There's more than one way to build wealth. In fact, it often makes sense to include a number of different investment approaches in the same portfolio. For example, mixing high-yield stocks into a growth-oriented portfolio may help to even out performance.
If you are eyeing a seven-figure nest egg as your ultimate investment goal, Enbridge (ENB -0.09%), Pioneer Natural Resources (PXD), and Hannan Armstrong (HASI -3.17%) are three ultra-high-yield stocks that may help you get there. Let's find out a bit more about these three stocks.
1. Enbridge: Slow and steady gets you most of the way there
One of the big problems with growth stocks is that they tend to be very volatile, with big upswings and big drawdowns. If you add in a stock like Enbridge, which offers a dividend that yields a hefty 7.2% today, you have given yourself a foundation that you can rely on. There are a few reasons for this.
For starters, Enbridge is one of the largest midstream companies in North America. It owns vital energy infrastructure that helps to move energy around the world. Its assets would not be easy to replace or replicate. Notably, however, it avoids the volatility of the energy sector by charging fees for the use of its assets. Energy is the lifeblood of the modern world, so this generally creates a reliable stream of cash flows.
The proof of this comes in the form of its dividend, which has been increased annually for 28 consecutive years. The dividend is only likely to grow in the low- to mid-single digits over time, but with such a high starting point, that shouldn't be a problem. A mere 3% in stock price appreciation added to the 7% dividend yield would get you to around the 10% return the market has averaged over the long term. And when the market is tanking, you can focus on the dividends you are collecting from Enbridge rather than the paper losses you are likely to be suffering with growth stocks.
2. Pioneer Natural Resources: Softening the pain at the pump
Pioneer Natural Resources is a bit more complex. This company is an energy driller, producing oil and natural gas. While Enbridge avoids commodity price volatility, Pioneer leans into it, tying its dividend to its financial performance. The dividend yield today is 6.9%. That will change -- the dividend has been cut four quarters in a row at this point because oil prices have come down from a recent peak. Basically, the dividend will vary along with energy prices.

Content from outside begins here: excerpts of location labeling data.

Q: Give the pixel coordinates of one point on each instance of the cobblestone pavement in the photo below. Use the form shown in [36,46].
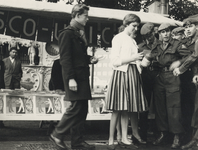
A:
[28,135]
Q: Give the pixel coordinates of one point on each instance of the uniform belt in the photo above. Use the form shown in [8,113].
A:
[165,69]
[151,68]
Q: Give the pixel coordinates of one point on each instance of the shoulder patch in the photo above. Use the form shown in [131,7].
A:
[184,46]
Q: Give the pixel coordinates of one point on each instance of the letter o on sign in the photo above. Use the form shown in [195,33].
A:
[25,27]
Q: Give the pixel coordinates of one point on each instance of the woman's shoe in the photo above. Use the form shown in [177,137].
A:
[136,140]
[123,145]
[111,147]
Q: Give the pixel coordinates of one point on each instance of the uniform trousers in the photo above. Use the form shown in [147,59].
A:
[148,79]
[73,120]
[167,102]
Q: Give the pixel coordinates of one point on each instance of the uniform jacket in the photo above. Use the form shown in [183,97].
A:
[10,72]
[2,74]
[173,52]
[145,48]
[75,63]
[192,60]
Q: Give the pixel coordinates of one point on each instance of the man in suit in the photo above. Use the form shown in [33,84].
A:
[75,70]
[13,70]
[56,81]
[148,74]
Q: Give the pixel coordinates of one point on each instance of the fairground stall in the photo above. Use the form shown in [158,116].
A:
[27,21]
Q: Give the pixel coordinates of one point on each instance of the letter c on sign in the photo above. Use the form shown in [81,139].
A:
[10,23]
[103,35]
[33,28]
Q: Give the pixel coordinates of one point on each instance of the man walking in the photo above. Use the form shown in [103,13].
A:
[75,70]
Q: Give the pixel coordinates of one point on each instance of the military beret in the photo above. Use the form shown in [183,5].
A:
[190,21]
[164,26]
[147,28]
[177,30]
[13,48]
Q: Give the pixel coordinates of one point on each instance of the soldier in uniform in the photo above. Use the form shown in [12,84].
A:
[186,71]
[170,54]
[148,74]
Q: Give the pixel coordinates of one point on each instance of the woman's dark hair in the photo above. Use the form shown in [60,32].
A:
[130,18]
[121,28]
[79,9]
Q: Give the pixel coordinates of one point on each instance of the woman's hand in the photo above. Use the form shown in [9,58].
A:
[138,56]
[73,85]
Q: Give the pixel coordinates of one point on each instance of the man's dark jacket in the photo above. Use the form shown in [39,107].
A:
[75,64]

Why might you want that? If you use oil, natural gas, or gasoline, you inherently have to deal with variable costs. Pioneer's dividend is most likely going to rise when your energy costs are going higher, helping to offset the impact. And when your energy costs are falling, lowering your expenses, Pioneer's dividend will likely decline too. In essence, Pioneer's variable dividend offers you a hedge of sorts against energy price volatility.
But that's not the whole story. The company has around 20 years' worth of drilling opportunities in the onshore U.S. market, so there's a long runway ahead for dividends. And it has fairly attractive production costs thanks to highly efficient operations, meaning it should be able to turn a profit even in less hospitable energy markets. All in all, Pioneer can help you deal with the inherent volatility in your everyday life, which can help you stay invested even during hard times.

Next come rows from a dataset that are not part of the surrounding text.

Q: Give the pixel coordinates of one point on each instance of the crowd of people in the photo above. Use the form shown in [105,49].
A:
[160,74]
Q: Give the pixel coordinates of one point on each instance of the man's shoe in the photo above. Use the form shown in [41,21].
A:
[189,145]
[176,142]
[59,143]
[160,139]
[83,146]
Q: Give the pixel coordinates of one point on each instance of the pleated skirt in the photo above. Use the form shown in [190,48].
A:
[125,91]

3. Hannon Armstrong: Preparing for a cleaner future
Technically, Hannon Armstrong is a mortgage real estate investment trust (REIT). But it has a very unique focus. It provides loans to clean energy businesses. The assets backing the loans are largely backed by long-term contracts, so there's a clear line of sight to the cash flows they will produce. That provides a strong underpinning to this REIT's big 6.8% yield.
While the first two names here are largely focused on carbon fuels, Hannon Armstrong is focused on the future of energy. In fact, management believes that there will be $1 trillion spent on the energy transition from carbon to clean energy between 2023 and 2050. And it intends to be there to help with the financing.
So far Hannon Armstrong has rewarded investors well, with distributable earnings rising at a compound annual rate of 11% between 2014 and 2022. The dividend has been increased annually for five years. That's a relatively short time, but Hannon Armstrong is a relatively young company. If you are looking for a way to tap into the clean energy space, this high-yield mortgage REIT could be a great way to mix growth and income into one investment.
Don't forget the foundation
You could invest only in growth stocks or only in value stocks or only in whatever type of stock you like. But then your portfolio is completely exposed to just one style, and when it goes out of favor you risk the type of emotional duress that could lead to bad decisions. If you add high-yield stocks to the mix, you vary your approach -- and, even when Wall Street is in the dumps, you can focus on the dividends you are collecting (and perhaps reinvesting) as a way to distract yourself from the red ink elsewhere in your portfolio. Diversification isn't sexy, but names like Enbridge, Pioneer, and Hannon Armstrong can help to make your portfolio stronger as you strive to reach millionaire status.